Publicado 21/05/2025 04:47

Abascal revela que o PP não o chamou para assumir o lugar de Mazón e diz que tem uma opinião "bastante negativa" sobre Camps.

Archivo - O líder do VOX, Santiago Abascal, durante uma coletiva de imprensa após a reunião do Comitê de Ação Política do VOX, na sede do partido, em 12 de fevereiro de 2024, em Madri (Espanha).

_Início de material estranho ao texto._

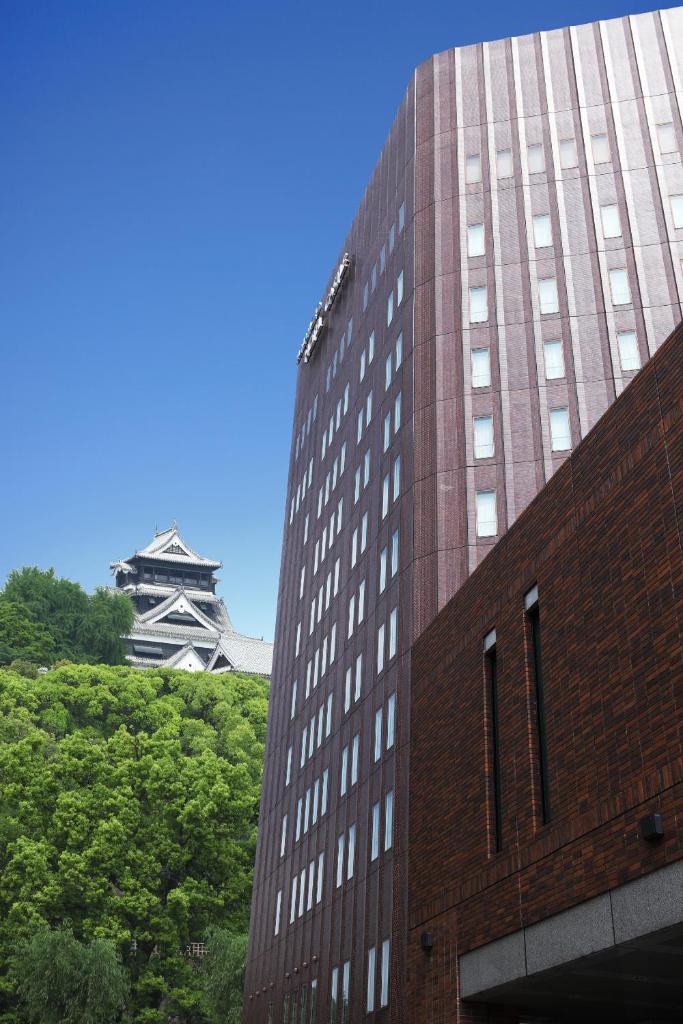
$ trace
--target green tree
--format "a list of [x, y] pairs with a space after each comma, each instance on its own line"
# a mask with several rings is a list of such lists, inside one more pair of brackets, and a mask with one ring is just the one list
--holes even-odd
[[3, 1024], [18, 1019], [18, 943], [63, 922], [114, 943], [127, 1020], [212, 1019], [185, 950], [248, 928], [267, 697], [230, 673], [0, 669]]
[[[0, 594], [0, 606], [6, 602], [23, 608], [35, 627], [42, 628], [45, 637], [51, 638], [52, 660], [124, 664], [121, 636], [129, 632], [134, 616], [133, 604], [126, 594], [100, 588], [90, 595], [78, 583], [59, 579], [53, 569], [44, 572], [27, 566], [10, 573]], [[1, 637], [0, 627], [0, 664], [8, 664], [13, 658], [5, 654]], [[35, 660], [23, 652], [14, 657]]]
[[239, 1024], [242, 1015], [247, 936], [213, 927], [206, 936], [202, 983], [212, 1024]]
[[22, 1007], [36, 1024], [114, 1024], [128, 974], [113, 942], [79, 942], [69, 928], [40, 928], [18, 951]]
[[18, 601], [0, 599], [0, 664], [28, 661], [49, 665], [55, 654], [54, 640], [28, 608]]

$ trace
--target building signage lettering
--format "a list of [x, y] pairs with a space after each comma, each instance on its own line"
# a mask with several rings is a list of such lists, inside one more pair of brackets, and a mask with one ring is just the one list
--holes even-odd
[[307, 363], [311, 356], [313, 355], [315, 346], [318, 343], [318, 338], [320, 337], [323, 328], [326, 325], [325, 314], [329, 313], [329, 311], [334, 306], [334, 303], [337, 299], [337, 295], [339, 294], [341, 286], [343, 285], [344, 280], [349, 272], [351, 262], [351, 257], [347, 252], [345, 252], [341, 263], [337, 267], [337, 272], [334, 275], [332, 284], [330, 285], [330, 290], [327, 293], [327, 298], [325, 299], [324, 303], [318, 303], [318, 308], [313, 314], [313, 319], [308, 325], [308, 330], [304, 335], [304, 340], [301, 343], [299, 354], [296, 357], [297, 363], [300, 363], [302, 359], [305, 363]]

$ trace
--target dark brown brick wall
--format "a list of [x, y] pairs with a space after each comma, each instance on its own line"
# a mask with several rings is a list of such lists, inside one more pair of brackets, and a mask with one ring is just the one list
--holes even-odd
[[[489, 1021], [458, 957], [683, 856], [683, 327], [413, 647], [409, 999]], [[551, 819], [524, 594], [539, 588]], [[483, 638], [496, 629], [502, 850]], [[659, 811], [665, 838], [640, 837]], [[434, 952], [419, 948], [434, 935]], [[501, 1018], [502, 1019], [502, 1018]]]

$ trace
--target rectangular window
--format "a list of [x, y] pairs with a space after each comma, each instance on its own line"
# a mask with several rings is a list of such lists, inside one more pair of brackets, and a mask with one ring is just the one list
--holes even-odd
[[284, 857], [287, 844], [287, 815], [282, 815], [282, 831], [280, 833], [280, 856]]
[[496, 492], [477, 491], [477, 537], [495, 537], [498, 533]]
[[356, 502], [358, 501], [359, 498], [360, 498], [360, 466], [356, 470], [354, 478], [353, 478], [353, 503], [354, 503], [354, 505], [356, 504]]
[[382, 709], [377, 708], [375, 711], [375, 747], [373, 752], [373, 760], [379, 761], [382, 756]]
[[306, 900], [306, 910], [310, 910], [313, 906], [313, 885], [315, 883], [315, 861], [312, 860], [308, 865], [308, 898]]
[[560, 139], [560, 167], [576, 167], [578, 164], [575, 139]]
[[484, 225], [469, 224], [467, 227], [467, 255], [483, 256], [485, 252]]
[[550, 440], [554, 452], [566, 452], [571, 448], [568, 409], [550, 410]]
[[559, 380], [564, 377], [564, 352], [561, 341], [544, 341], [543, 357], [546, 380]]
[[387, 585], [387, 549], [382, 548], [379, 553], [379, 592], [384, 592]]
[[489, 318], [486, 285], [470, 288], [470, 323], [481, 324]]
[[285, 776], [285, 786], [288, 786], [292, 781], [292, 748], [287, 748], [287, 774]]
[[311, 787], [306, 790], [304, 799], [304, 835], [308, 832], [308, 825], [311, 820]]
[[358, 753], [360, 749], [360, 734], [356, 733], [351, 744], [351, 785], [358, 782]]
[[366, 1010], [373, 1013], [375, 1010], [375, 947], [368, 950], [368, 997]]
[[465, 159], [465, 181], [468, 185], [475, 181], [481, 181], [481, 156], [479, 153], [471, 153]]
[[400, 272], [396, 278], [396, 305], [400, 306], [403, 302], [403, 271]]
[[356, 422], [356, 444], [360, 444], [360, 439], [363, 436], [363, 410], [358, 413], [358, 420]]
[[394, 433], [397, 434], [401, 426], [401, 392], [394, 399]]
[[388, 412], [384, 417], [384, 427], [382, 432], [382, 451], [385, 452], [391, 443], [391, 413]]
[[292, 683], [292, 704], [289, 710], [289, 717], [294, 718], [296, 714], [296, 679]]
[[369, 299], [369, 297], [370, 297], [370, 286], [368, 285], [368, 282], [366, 281], [365, 284], [363, 285], [363, 311], [365, 311], [368, 308], [368, 299]]
[[370, 860], [377, 860], [379, 857], [379, 801], [372, 805], [372, 836], [370, 839]]
[[538, 303], [542, 314], [559, 313], [557, 280], [554, 277], [544, 277], [538, 282]]
[[313, 811], [311, 812], [311, 821], [315, 825], [318, 820], [318, 803], [320, 801], [320, 779], [316, 779], [313, 783]]
[[401, 203], [398, 208], [398, 230], [403, 231], [406, 223], [406, 204]]
[[327, 698], [327, 721], [325, 722], [325, 739], [329, 738], [332, 732], [332, 697], [334, 694], [330, 693]]
[[474, 417], [474, 457], [490, 459], [493, 455], [493, 416]]
[[306, 741], [308, 740], [308, 726], [304, 726], [304, 731], [301, 734], [301, 761], [299, 767], [303, 768], [306, 764]]
[[527, 146], [529, 174], [541, 174], [545, 170], [545, 155], [540, 142], [532, 142]]
[[363, 621], [365, 615], [365, 580], [362, 580], [358, 586], [358, 621]]
[[496, 153], [496, 176], [498, 178], [512, 177], [512, 150], [499, 149]]
[[392, 358], [391, 352], [387, 356], [386, 363], [384, 364], [384, 389], [388, 391], [391, 387], [391, 372], [392, 372]]
[[347, 639], [353, 635], [353, 620], [356, 614], [356, 595], [352, 594], [349, 598], [349, 627], [346, 634]]
[[553, 232], [550, 225], [550, 215], [539, 213], [534, 217], [534, 245], [537, 249], [544, 249], [553, 244]]
[[377, 287], [377, 264], [373, 263], [373, 265], [372, 265], [372, 274], [370, 275], [370, 291], [374, 292], [376, 287]]
[[394, 841], [394, 791], [384, 798], [384, 849], [390, 850]]
[[384, 668], [384, 623], [377, 630], [377, 674]]
[[382, 481], [382, 519], [386, 517], [389, 511], [389, 474], [384, 477]]
[[398, 530], [394, 530], [391, 535], [391, 575], [392, 577], [398, 572]]
[[358, 527], [351, 534], [351, 568], [358, 561]]
[[671, 196], [671, 216], [674, 227], [683, 228], [683, 196]]
[[353, 699], [360, 700], [361, 687], [363, 685], [363, 655], [362, 653], [356, 658], [356, 679]]
[[341, 756], [341, 771], [339, 773], [339, 777], [340, 777], [339, 794], [340, 794], [340, 796], [346, 796], [346, 786], [347, 786], [347, 781], [348, 781], [348, 775], [349, 775], [349, 748], [348, 748], [348, 746], [346, 746], [342, 750], [342, 756]]
[[678, 150], [676, 145], [676, 133], [671, 121], [657, 125], [657, 143], [662, 156], [665, 153], [675, 153]]
[[318, 887], [315, 894], [315, 902], [320, 903], [323, 898], [323, 870], [325, 867], [325, 853], [318, 854]]
[[491, 738], [491, 799], [493, 803], [493, 849], [502, 849], [502, 804], [500, 793], [500, 745], [498, 713], [498, 663], [496, 660], [496, 631], [484, 637], [484, 666], [488, 690]]
[[368, 546], [368, 514], [363, 513], [363, 518], [360, 521], [360, 550], [361, 554], [365, 551]]
[[385, 939], [382, 943], [382, 968], [381, 968], [381, 984], [379, 994], [379, 1005], [388, 1006], [389, 1004], [389, 955], [390, 955], [390, 942], [389, 939]]
[[320, 797], [320, 817], [324, 817], [327, 813], [327, 787], [330, 779], [330, 770], [326, 768], [323, 772], [323, 789]]
[[339, 968], [335, 967], [330, 979], [330, 1024], [337, 1024], [337, 996], [339, 992]]
[[392, 693], [387, 701], [387, 750], [394, 745], [394, 732], [396, 729], [396, 694]]
[[399, 494], [401, 493], [401, 456], [397, 455], [394, 459], [394, 495], [393, 500], [396, 501]]
[[640, 353], [636, 332], [620, 331], [617, 334], [617, 342], [619, 343], [619, 360], [622, 370], [639, 370]]
[[344, 881], [344, 833], [337, 839], [337, 888]]
[[351, 961], [347, 960], [342, 971], [342, 1024], [349, 1018], [349, 992], [351, 987]]
[[488, 388], [491, 385], [491, 360], [487, 348], [473, 348], [472, 356], [472, 387]]
[[541, 820], [550, 821], [550, 787], [548, 783], [548, 740], [545, 722], [545, 694], [541, 659], [541, 620], [538, 610], [538, 588], [533, 587], [524, 599], [531, 641], [530, 660], [536, 697], [536, 729], [538, 734], [538, 771], [541, 797]]
[[398, 648], [398, 608], [392, 608], [389, 616], [389, 658], [396, 657]]
[[280, 911], [282, 910], [282, 889], [278, 890], [277, 900], [275, 901], [275, 935], [280, 932]]
[[344, 714], [351, 707], [351, 668], [347, 668], [344, 679]]
[[370, 449], [366, 451], [363, 457], [363, 487], [367, 487], [370, 482]]
[[610, 270], [609, 287], [615, 306], [626, 306], [631, 301], [631, 289], [626, 270]]
[[299, 875], [299, 917], [303, 917], [304, 905], [306, 902], [306, 868], [301, 869]]
[[591, 148], [593, 150], [593, 163], [609, 163], [611, 159], [609, 141], [605, 132], [597, 132], [595, 135], [591, 135]]
[[621, 221], [616, 203], [600, 207], [600, 220], [603, 238], [621, 238]]
[[387, 327], [394, 319], [394, 293], [389, 292], [389, 298], [387, 299]]
[[[392, 224], [391, 225], [391, 229], [389, 231], [389, 252], [393, 252], [394, 251], [394, 235], [395, 234], [396, 234], [396, 228]], [[382, 248], [379, 251], [379, 272], [380, 272], [380, 274], [384, 273], [384, 268], [386, 267], [386, 265], [387, 265], [387, 247], [386, 247], [386, 245], [383, 245]]]
[[403, 332], [401, 332], [396, 339], [396, 348], [394, 349], [394, 368], [398, 370], [401, 362], [403, 361]]
[[294, 878], [292, 879], [292, 899], [291, 899], [291, 902], [289, 904], [289, 923], [290, 924], [292, 923], [292, 921], [296, 917], [296, 884], [297, 884], [298, 878], [299, 878], [298, 875], [294, 875]]
[[348, 860], [346, 862], [346, 878], [353, 878], [353, 868], [356, 861], [356, 826], [349, 825], [349, 847]]

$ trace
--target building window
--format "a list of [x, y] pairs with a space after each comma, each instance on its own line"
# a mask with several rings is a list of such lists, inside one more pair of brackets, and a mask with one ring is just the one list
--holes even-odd
[[499, 149], [496, 153], [496, 176], [499, 178], [512, 177], [512, 150]]
[[399, 494], [401, 493], [401, 456], [397, 455], [394, 459], [394, 494], [393, 501], [396, 501]]
[[389, 292], [389, 298], [387, 299], [387, 327], [394, 319], [394, 293]]
[[315, 861], [312, 860], [308, 865], [308, 898], [306, 899], [306, 910], [311, 910], [313, 907], [313, 886], [315, 883]]
[[326, 768], [323, 772], [323, 791], [320, 797], [320, 817], [327, 813], [327, 787], [330, 779], [330, 770]]
[[475, 181], [481, 181], [481, 156], [479, 153], [471, 153], [465, 160], [465, 181], [471, 185]]
[[395, 369], [398, 370], [403, 360], [403, 331], [401, 331], [398, 338], [396, 339], [394, 353], [396, 356]]
[[370, 291], [374, 292], [377, 287], [377, 264], [372, 265], [372, 274], [370, 275]]
[[576, 167], [579, 160], [576, 154], [575, 139], [560, 139], [560, 167]]
[[403, 203], [401, 203], [401, 205], [398, 208], [398, 230], [399, 230], [399, 232], [403, 231], [403, 228], [405, 227], [405, 223], [406, 223], [406, 204], [405, 204], [405, 202], [403, 202]]
[[498, 533], [496, 492], [477, 491], [477, 537], [495, 537]]
[[564, 351], [561, 341], [544, 341], [543, 358], [546, 380], [559, 380], [564, 377]]
[[394, 530], [391, 535], [391, 575], [392, 577], [398, 572], [398, 530]]
[[493, 455], [493, 416], [474, 417], [474, 457], [490, 459]]
[[384, 798], [384, 849], [390, 850], [394, 841], [394, 791]]
[[292, 748], [287, 749], [287, 774], [285, 775], [285, 786], [292, 781]]
[[306, 868], [301, 869], [299, 875], [299, 917], [303, 917], [304, 902], [306, 900]]
[[284, 857], [287, 845], [287, 815], [282, 815], [282, 831], [280, 833], [280, 856]]
[[472, 387], [488, 388], [491, 385], [491, 358], [487, 348], [473, 348]]
[[572, 446], [569, 410], [550, 410], [550, 443], [554, 452], [567, 452]]
[[396, 305], [400, 306], [403, 302], [403, 271], [396, 278]]
[[683, 196], [671, 196], [671, 216], [674, 227], [683, 228]]
[[275, 901], [275, 935], [280, 932], [280, 911], [282, 910], [282, 889], [278, 890], [277, 900]]
[[382, 451], [386, 451], [391, 442], [391, 413], [388, 412], [384, 417], [384, 433], [382, 437]]
[[545, 721], [545, 693], [543, 686], [543, 663], [541, 659], [541, 620], [538, 609], [538, 587], [532, 589], [524, 597], [524, 610], [527, 614], [530, 634], [530, 661], [536, 697], [536, 729], [538, 739], [539, 789], [541, 798], [541, 820], [543, 824], [550, 821], [550, 786], [548, 780], [548, 740]]
[[372, 836], [370, 840], [370, 860], [377, 860], [379, 857], [379, 801], [372, 805]]
[[388, 391], [391, 387], [391, 369], [392, 369], [392, 358], [391, 352], [387, 356], [386, 363], [384, 364], [384, 390]]
[[346, 796], [346, 786], [349, 777], [349, 748], [344, 747], [341, 756], [341, 771], [339, 772], [339, 795]]
[[527, 146], [529, 174], [541, 174], [545, 170], [545, 155], [540, 142], [532, 142]]
[[552, 244], [553, 234], [550, 226], [550, 214], [539, 213], [534, 217], [534, 245], [537, 249], [544, 249]]
[[318, 854], [318, 886], [317, 886], [317, 892], [315, 894], [315, 902], [316, 903], [320, 903], [321, 899], [323, 898], [323, 877], [324, 877], [323, 871], [324, 871], [324, 868], [325, 868], [325, 853], [323, 851], [323, 853], [319, 853]]
[[396, 730], [396, 694], [392, 693], [387, 701], [387, 750], [394, 745]]
[[631, 289], [626, 270], [610, 270], [609, 287], [612, 293], [612, 303], [615, 306], [626, 306], [630, 303]]
[[617, 334], [619, 360], [624, 371], [640, 369], [640, 352], [635, 331], [620, 331]]
[[483, 256], [485, 252], [484, 225], [470, 224], [467, 228], [467, 255]]
[[292, 879], [292, 899], [289, 904], [289, 923], [291, 924], [296, 917], [296, 884], [298, 881], [298, 875], [294, 875]]
[[675, 153], [678, 150], [678, 146], [676, 145], [676, 133], [671, 121], [666, 121], [663, 124], [657, 125], [657, 143], [659, 145], [659, 152], [662, 156], [664, 156], [665, 153]]
[[498, 663], [496, 659], [496, 631], [484, 637], [484, 663], [488, 683], [489, 718], [491, 723], [491, 789], [493, 799], [493, 848], [502, 849], [502, 804], [500, 792], [500, 745], [498, 723]]
[[[337, 1024], [337, 997], [339, 993], [339, 968], [335, 967], [330, 979], [330, 1024]], [[283, 1022], [284, 1024], [284, 1022]], [[296, 1021], [293, 1022], [296, 1024]]]
[[398, 649], [398, 608], [392, 608], [389, 616], [389, 659], [396, 657]]
[[377, 674], [384, 668], [384, 623], [377, 630]]
[[339, 888], [344, 881], [344, 845], [345, 837], [342, 832], [337, 839], [337, 888]]
[[356, 682], [355, 690], [353, 694], [354, 701], [360, 700], [361, 687], [363, 685], [363, 654], [362, 652], [356, 658]]
[[368, 950], [368, 997], [366, 1001], [367, 1013], [375, 1010], [375, 947]]
[[616, 203], [600, 207], [600, 221], [603, 238], [621, 238], [621, 221]]
[[381, 967], [381, 982], [380, 982], [380, 994], [379, 994], [379, 1005], [389, 1005], [389, 953], [390, 953], [390, 940], [385, 939], [382, 943], [382, 967]]
[[[395, 232], [396, 232], [396, 229], [395, 229], [394, 225], [392, 224], [391, 228], [389, 229], [389, 252], [393, 252], [394, 251], [394, 234], [395, 234]], [[380, 274], [384, 273], [384, 268], [386, 267], [386, 265], [387, 265], [387, 247], [386, 247], [386, 245], [383, 245], [382, 248], [379, 251], [379, 272], [380, 272]]]
[[351, 785], [358, 782], [358, 754], [360, 750], [360, 733], [356, 733], [351, 744]]
[[292, 703], [291, 703], [291, 707], [290, 707], [290, 710], [289, 710], [289, 717], [290, 717], [290, 719], [294, 718], [295, 714], [296, 714], [296, 679], [292, 683]]
[[351, 961], [347, 960], [342, 971], [342, 1019], [341, 1024], [347, 1024], [349, 1019], [349, 992], [351, 982]]
[[346, 861], [346, 878], [353, 878], [353, 868], [356, 860], [356, 826], [349, 825], [348, 859]]
[[591, 135], [591, 148], [593, 150], [593, 162], [596, 164], [609, 163], [610, 151], [609, 141], [605, 132], [597, 132]]
[[379, 555], [379, 592], [384, 593], [387, 585], [387, 549], [382, 548]]
[[389, 511], [389, 474], [382, 481], [382, 519], [386, 518]]
[[542, 314], [559, 313], [557, 280], [554, 277], [544, 277], [538, 282], [538, 302]]
[[396, 395], [394, 399], [394, 433], [398, 434], [399, 427], [401, 426], [401, 392]]
[[379, 761], [382, 756], [382, 709], [377, 708], [375, 711], [375, 745], [373, 752], [373, 760]]
[[481, 324], [488, 318], [489, 304], [486, 285], [470, 288], [470, 323]]

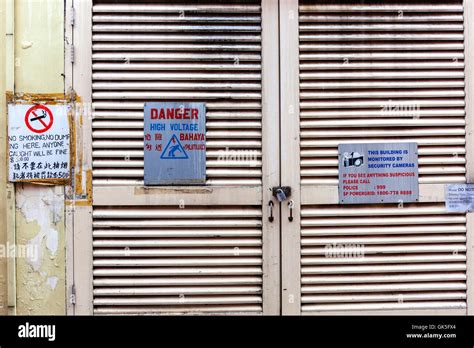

Durante a entrevista, Abascal informou que a formação do com
Jesús Hellín - Europa Press - Arquivo

MADRID 21 maio (EUROPA PRESS) -

O líder da Vox, Santiago Abascal, revelou nesta quarta-feira que ninguém da equipe do presidente do PP, Alberto Núñez Feijóo, entrou em contato com ele para concordar com a saída de Carlos Mazón, e afirmou que tem uma opinião "bastante negativa" de Francisco Camps.

Em entrevista a "La Mirada Crítica", captada pela Europa Press, o líder do Vox disse que "de forma alguma" recebeu notícias da equipe de Feijóo para substituir o presidente da Comunidade Valenciana, cuja gestão é altamente questionada após o dana que devastou várias cidades valencianas em 29 de outubro. O PP não tem maioria na região, portanto depende do Vox para governar.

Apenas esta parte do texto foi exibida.